Dia mencontohkan bagaimana Daren Tang dari Singapura memenangkan pemungutan suara tahun 2020 untuk ditunjuk sebagai direktur jenderal Organisasi Kekayaan Intelektual Dunia.
Dukungan negara-negara kecil juga membantu Irlandia memperoleh suara yang cukup untuk memenangkan salah satu kursi tidak tetap di Dewan Keamanan PBB untuk tahun 2021/2022, kata Sarah McGrath, duta besar Irlandia untuk Singapura, yang mewakili mantan presiden Irlandia Mary Robinson.
Nyonya Robinson, mantan Komisaris Tinggi PBB untuk Hak Asasi Manusia, menulis satu dari dua kata pengantar untuk buku tersebut.
Yang lainnya ditulis oleh Presiden Halimah Yacob, yang berharap buku ini dapat memberikan wawasan berguna tentang bagaimana negara-negara kecil dapat bekerja sama untuk mengatasi tantangan-tantangan mereka.
Ms McGrath mengatakan FOSS berfungsi sebagai pengingat bahwa negara-negara kecil bukanlah minoritas. “Kami merupakan lebih dari separuh anggota PBB dan suara kami harus didengar.”
Albert Chua, Menteri Tetap Luar Negeri, menyatakan dalam pidatonya bahwa buku tersebut berisi banyak contoh bagus tentang negara-negara kecil yang telah menemukan ceruk pasarnya dan memberikan kontribusi yang berguna bagi agenda internasional, mulai dari politik, ekonomi, hingga seni dan budaya.

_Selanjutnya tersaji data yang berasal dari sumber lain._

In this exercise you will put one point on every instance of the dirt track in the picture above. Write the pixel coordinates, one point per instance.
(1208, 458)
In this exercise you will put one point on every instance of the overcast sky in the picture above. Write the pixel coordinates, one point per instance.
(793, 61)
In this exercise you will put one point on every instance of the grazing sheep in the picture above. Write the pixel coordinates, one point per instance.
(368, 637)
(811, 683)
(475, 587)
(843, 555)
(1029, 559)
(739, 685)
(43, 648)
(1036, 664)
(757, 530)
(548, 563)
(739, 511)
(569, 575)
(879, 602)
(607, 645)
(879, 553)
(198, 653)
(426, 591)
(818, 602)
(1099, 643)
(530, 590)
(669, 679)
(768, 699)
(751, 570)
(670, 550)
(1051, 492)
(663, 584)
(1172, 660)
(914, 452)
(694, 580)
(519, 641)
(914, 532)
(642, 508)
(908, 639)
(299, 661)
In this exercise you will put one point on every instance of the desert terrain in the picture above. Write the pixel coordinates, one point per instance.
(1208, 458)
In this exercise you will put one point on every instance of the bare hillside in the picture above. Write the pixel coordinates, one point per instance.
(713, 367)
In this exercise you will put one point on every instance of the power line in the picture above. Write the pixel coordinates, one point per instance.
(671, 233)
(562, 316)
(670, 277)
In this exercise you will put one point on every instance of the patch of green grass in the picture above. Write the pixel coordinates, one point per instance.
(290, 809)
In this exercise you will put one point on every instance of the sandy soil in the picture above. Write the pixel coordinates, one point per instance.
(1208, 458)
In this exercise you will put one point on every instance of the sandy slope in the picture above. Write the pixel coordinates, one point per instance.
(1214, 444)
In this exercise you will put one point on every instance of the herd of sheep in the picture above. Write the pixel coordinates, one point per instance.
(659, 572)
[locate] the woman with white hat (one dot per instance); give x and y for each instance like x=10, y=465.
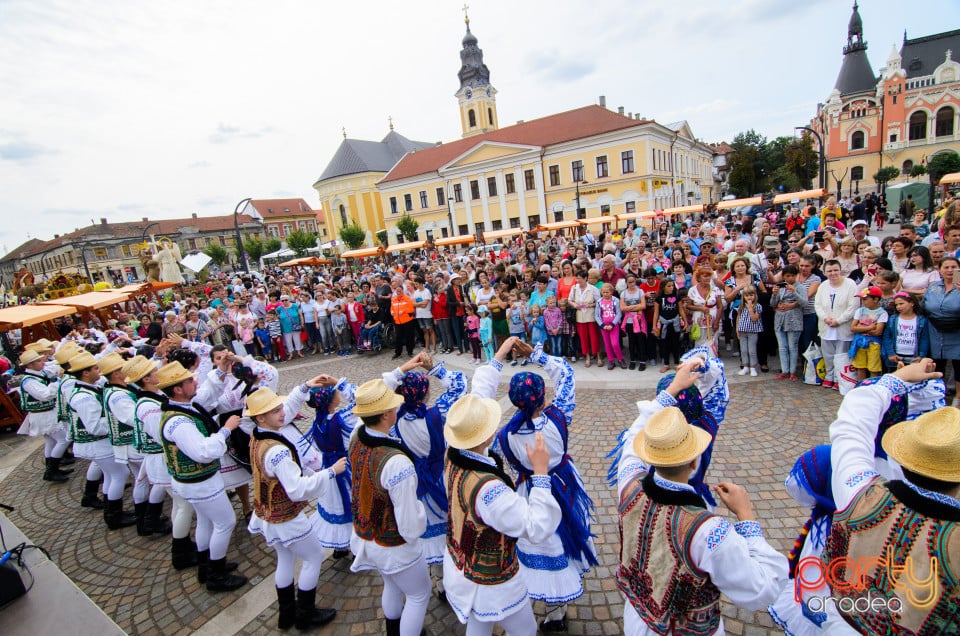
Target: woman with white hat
x=388, y=519
x=481, y=569
x=38, y=400
x=283, y=486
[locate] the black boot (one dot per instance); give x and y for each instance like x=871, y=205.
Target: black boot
x=287, y=602
x=219, y=581
x=52, y=471
x=156, y=523
x=115, y=516
x=183, y=554
x=140, y=512
x=309, y=615
x=91, y=497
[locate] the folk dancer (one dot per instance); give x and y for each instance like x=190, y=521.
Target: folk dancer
x=481, y=571
x=90, y=432
x=193, y=447
x=283, y=485
x=552, y=568
x=664, y=521
x=388, y=519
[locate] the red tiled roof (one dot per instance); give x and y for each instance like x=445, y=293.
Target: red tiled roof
x=553, y=129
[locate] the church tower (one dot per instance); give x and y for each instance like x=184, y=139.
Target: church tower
x=477, y=98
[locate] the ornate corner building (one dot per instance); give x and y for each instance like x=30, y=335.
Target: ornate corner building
x=901, y=117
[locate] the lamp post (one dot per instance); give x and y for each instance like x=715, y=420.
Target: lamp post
x=236, y=229
x=820, y=148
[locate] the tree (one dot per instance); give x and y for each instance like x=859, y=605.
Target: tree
x=408, y=227
x=300, y=241
x=352, y=235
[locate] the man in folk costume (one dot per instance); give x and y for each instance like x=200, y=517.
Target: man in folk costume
x=193, y=445
x=481, y=571
x=140, y=374
x=911, y=521
x=388, y=519
x=38, y=401
x=552, y=568
x=90, y=431
x=331, y=431
x=120, y=402
x=282, y=487
x=420, y=428
x=663, y=521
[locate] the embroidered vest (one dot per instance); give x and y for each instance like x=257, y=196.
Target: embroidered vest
x=121, y=434
x=30, y=404
x=180, y=466
x=373, y=516
x=484, y=555
x=889, y=520
x=79, y=433
x=270, y=501
x=142, y=442
x=656, y=573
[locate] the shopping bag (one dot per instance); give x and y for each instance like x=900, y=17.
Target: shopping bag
x=846, y=374
x=813, y=361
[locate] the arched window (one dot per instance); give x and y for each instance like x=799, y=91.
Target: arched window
x=857, y=140
x=918, y=125
x=945, y=118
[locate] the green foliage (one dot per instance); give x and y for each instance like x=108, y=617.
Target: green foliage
x=300, y=242
x=352, y=235
x=408, y=227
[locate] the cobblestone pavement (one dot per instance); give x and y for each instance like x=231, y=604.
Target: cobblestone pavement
x=768, y=425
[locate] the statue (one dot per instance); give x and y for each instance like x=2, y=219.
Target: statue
x=168, y=255
x=150, y=266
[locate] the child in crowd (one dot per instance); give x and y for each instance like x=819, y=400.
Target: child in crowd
x=486, y=332
x=553, y=322
x=608, y=315
x=472, y=327
x=749, y=328
x=787, y=301
x=869, y=321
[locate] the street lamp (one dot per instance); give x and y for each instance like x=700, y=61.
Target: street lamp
x=820, y=147
x=236, y=228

Beliau menghimbau negara-negara kecil untuk melakukan segala upaya untuk melindungi PBB dan sistem multilateral, dengan menekankan bahwa negara-negara tersebut akan berkembang dengan baik jika negara-negara tersebut berbasis aturan dimana setiap negara memiliki suara yang setara, dan perselisihan diselesaikan secara damai dan sesuai dengan hukum internasional.
Negara-negara kecil juga harus bekerja sama untuk memperkuat suara kolektif mereka dan mempertimbangkan kekhawatiran mereka dalam proses multilateral, katanya, seraya menambahkan bahwa persatuan mereka bahkan lebih penting dalam lingkungan global yang kompleks dan penuh tantangan.
Dan negara-negara kecil bisa unggul dalam bidang-bidang tertentu, tambahnya, seraya mencatat bahwa salah satu tantangan bagi Singapura adalah terus mencari tahu bagaimana negara tersebut bisa bernilai bagi dunia.
“Karena ukuran dan keterbatasan kita, negara-negara kecil harus bekerja lebih keras dan lebih cerdas untuk mengatasi keadaan kita,” katanya.
“Negara-negara kecil tidak bisa membiarkan diri mereka bergantung pada kincir angin dan harus bersikap pragmatis, memandang dunia apa adanya, tetap gesit dan beradaptasi dengan cepat agar tetap relevan,” tambahnya.